Many times, when people learn that I teach in the jail, I will get comments such as, “They need to take some classes.” That would have been me. It was me, before I entered this program. Now, I see differently. Now I see beyond the label….and there are so many: dope head, drunk, junkie, bum, convict, and homeless, crazy, worthless, menace….and the list could go on.
If you rely only on the headlines, you will think that once caught and convicted; problem solved.
But, is it?
Nationally the rate of recidivism (rate of re-offending) is pretty high; something like 80%. The re-entry program that my class is a part of has a recidivism rate of 57%. And, it is run by volunteers, not professionals.
What does that tell you?
It tells me that it may be just the time, with our upcoming Jubilee Year of Mercy to realize that the folks that reside in our jails belong to us. Let me introduce to just a sampling of our girls:
Meet the eighteen year old girl, she stabbed a man just after he poured boiling water over her six month old baby. This happened just after she aged out of foster care with no place else to go.
Now meet the thirty-three year old woman who has six children. She asks me if she can look through her file, each and every class. She opens it up, laying out each certificate for every class completed, then her birth certificate, which she had never had before — a birth certificate that she could not wait to receive just so she would know who had been listed as her father — a replaced social security card that had long been lost and most of all a hard earned GED certificate that she would carefully pull out and then return back to its folder, near the front, a place of prominence.

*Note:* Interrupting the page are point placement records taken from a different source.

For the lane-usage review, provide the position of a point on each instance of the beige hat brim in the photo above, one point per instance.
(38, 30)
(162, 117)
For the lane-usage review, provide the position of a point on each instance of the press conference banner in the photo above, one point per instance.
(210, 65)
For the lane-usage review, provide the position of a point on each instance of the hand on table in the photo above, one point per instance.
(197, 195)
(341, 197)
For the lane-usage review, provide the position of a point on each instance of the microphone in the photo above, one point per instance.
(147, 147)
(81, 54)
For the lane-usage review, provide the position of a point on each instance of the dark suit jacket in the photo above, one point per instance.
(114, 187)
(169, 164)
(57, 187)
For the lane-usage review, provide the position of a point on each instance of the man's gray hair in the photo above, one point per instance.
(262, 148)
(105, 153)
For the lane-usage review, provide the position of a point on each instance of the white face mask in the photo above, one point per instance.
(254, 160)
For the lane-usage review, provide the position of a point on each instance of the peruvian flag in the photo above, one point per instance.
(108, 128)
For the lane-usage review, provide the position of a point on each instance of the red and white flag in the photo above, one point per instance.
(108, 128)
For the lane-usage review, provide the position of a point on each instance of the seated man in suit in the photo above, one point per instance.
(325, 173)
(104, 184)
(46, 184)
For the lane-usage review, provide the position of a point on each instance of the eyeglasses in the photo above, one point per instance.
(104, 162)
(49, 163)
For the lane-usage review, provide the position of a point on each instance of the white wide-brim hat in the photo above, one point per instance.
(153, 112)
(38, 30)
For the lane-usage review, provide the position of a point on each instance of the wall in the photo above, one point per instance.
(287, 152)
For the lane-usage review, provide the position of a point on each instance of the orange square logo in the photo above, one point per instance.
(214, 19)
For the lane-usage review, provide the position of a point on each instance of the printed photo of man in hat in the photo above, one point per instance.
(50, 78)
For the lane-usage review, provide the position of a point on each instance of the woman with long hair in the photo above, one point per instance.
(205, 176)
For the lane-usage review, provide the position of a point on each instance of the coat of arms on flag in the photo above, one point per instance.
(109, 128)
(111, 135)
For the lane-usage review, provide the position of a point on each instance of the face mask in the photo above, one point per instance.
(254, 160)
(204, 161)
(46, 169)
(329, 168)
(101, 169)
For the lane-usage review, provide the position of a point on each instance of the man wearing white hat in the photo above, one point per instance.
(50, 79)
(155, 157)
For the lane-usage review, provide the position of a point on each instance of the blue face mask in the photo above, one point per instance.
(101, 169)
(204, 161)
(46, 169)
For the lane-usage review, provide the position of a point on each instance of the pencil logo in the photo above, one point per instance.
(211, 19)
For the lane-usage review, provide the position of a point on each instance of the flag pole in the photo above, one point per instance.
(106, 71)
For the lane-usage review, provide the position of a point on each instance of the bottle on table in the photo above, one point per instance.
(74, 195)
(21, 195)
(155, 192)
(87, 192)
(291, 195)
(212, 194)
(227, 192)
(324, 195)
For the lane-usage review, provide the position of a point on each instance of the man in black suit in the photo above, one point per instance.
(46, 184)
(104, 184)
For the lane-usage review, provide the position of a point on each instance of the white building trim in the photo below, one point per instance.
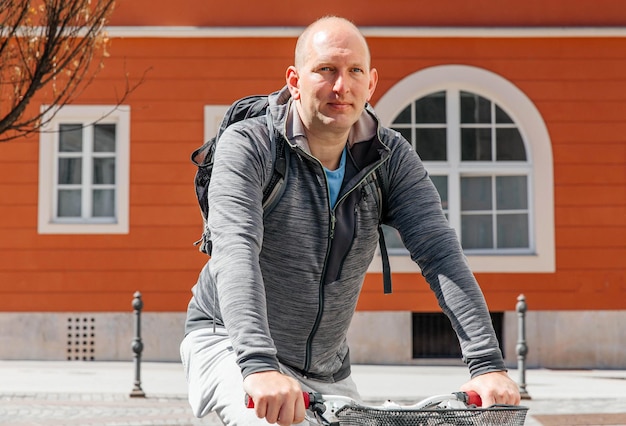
(383, 32)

I would say to her, “You really like looking at your folder, don’t you?” Her reply came laced with heavy heart, as she said, “You don’t understand, this is all me,” guardedly placing her hand over its contents, “I never had anything before.”
If you knew these additional facts that rarely make their way beyond the headlines, could you find the compassion that they so richly deserve? Would it cause you to stop looking at their sins and help you to be able to look at your own, instead?

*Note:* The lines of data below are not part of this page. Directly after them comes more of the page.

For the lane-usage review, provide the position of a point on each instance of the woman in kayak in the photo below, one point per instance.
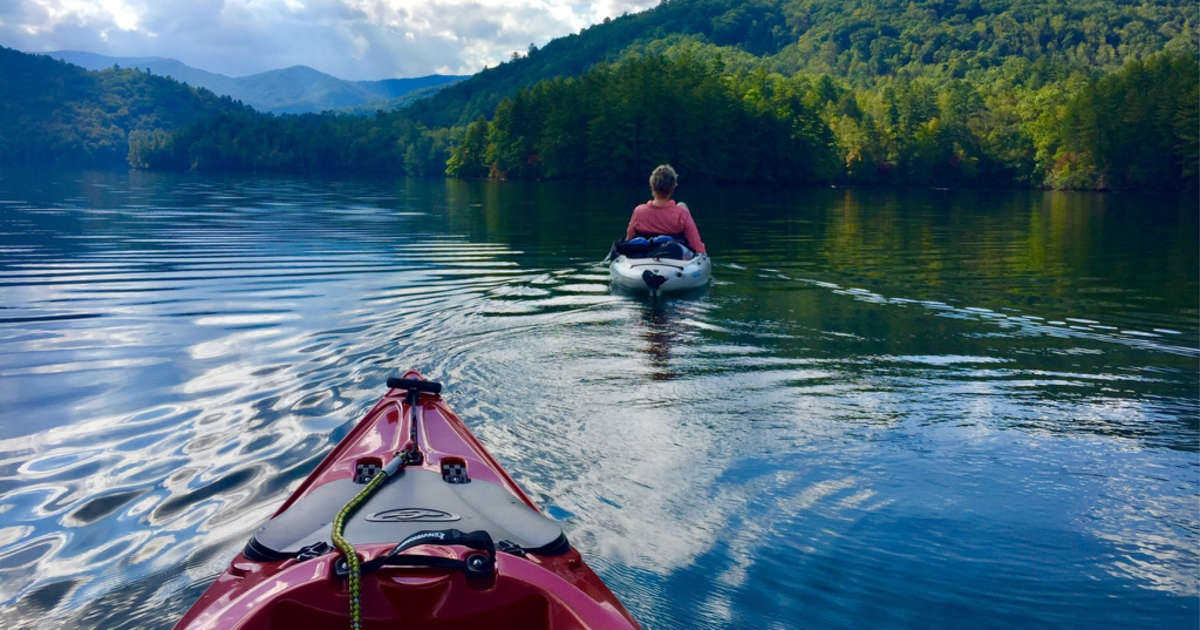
(663, 216)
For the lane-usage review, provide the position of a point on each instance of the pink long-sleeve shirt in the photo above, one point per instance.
(673, 219)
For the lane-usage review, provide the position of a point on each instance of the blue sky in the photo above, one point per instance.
(349, 39)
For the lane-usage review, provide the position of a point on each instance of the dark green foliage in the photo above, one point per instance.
(619, 121)
(945, 93)
(861, 41)
(1135, 129)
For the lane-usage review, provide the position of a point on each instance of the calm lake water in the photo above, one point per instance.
(917, 409)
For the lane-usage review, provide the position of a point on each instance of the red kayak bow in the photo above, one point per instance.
(443, 537)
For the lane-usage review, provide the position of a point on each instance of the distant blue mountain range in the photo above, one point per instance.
(292, 90)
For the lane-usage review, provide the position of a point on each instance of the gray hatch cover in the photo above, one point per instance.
(408, 503)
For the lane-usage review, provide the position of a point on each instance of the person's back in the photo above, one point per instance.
(663, 216)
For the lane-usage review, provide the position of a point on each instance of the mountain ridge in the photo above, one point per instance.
(291, 90)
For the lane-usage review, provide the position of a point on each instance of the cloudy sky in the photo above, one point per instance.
(349, 39)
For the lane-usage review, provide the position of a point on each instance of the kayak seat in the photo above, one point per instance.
(414, 501)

It is my challenge. Everyday. It is what I have learned because I have a son who suffers from the chronic disease of addiction. You see, God really can take every bad thing and use it for the good. These ladies have opened my eyes.
I am not fool-hearted enough to think that my one little class will change their life. My twelve-step program has taught me that the results are between them and God, just as it is for my son and me. Like a tiny fragile seed, my drop of love only sits with them during the course of a few months and only time will show whether or not it was able to bear fruit.
At the beginning of each class, I introduce myself as “Jean”. By the end of the semester, without fail, I am “Mrs. Jean.” It is a show of respect that gets me every time. Sometimes they are an unruly bunch. I shoot straight with them, but I love them too. It does not take long for them to see that you care about them and what you give comes back to you in spades.
Mercy is a gift that we can all give. Start small. The next time a conversation turns to the mob mentality judging of our latest headline, stop. Offer a prayer of grace and mercy for the offender. Pray for their loved ones. Don’t add to that conversation unless it is a contribution of love.
Make eye contact with someone you might have previously passed by. Say hello. Offer a silent prayer. You will be amazed at how things begin to change for you.
The Holy Spirit will take over once you are open. Because once you’ve opened the door, you have invited that “exchange of love” into your heart. You will have entertained the ultimate guest. And, things will never be the same.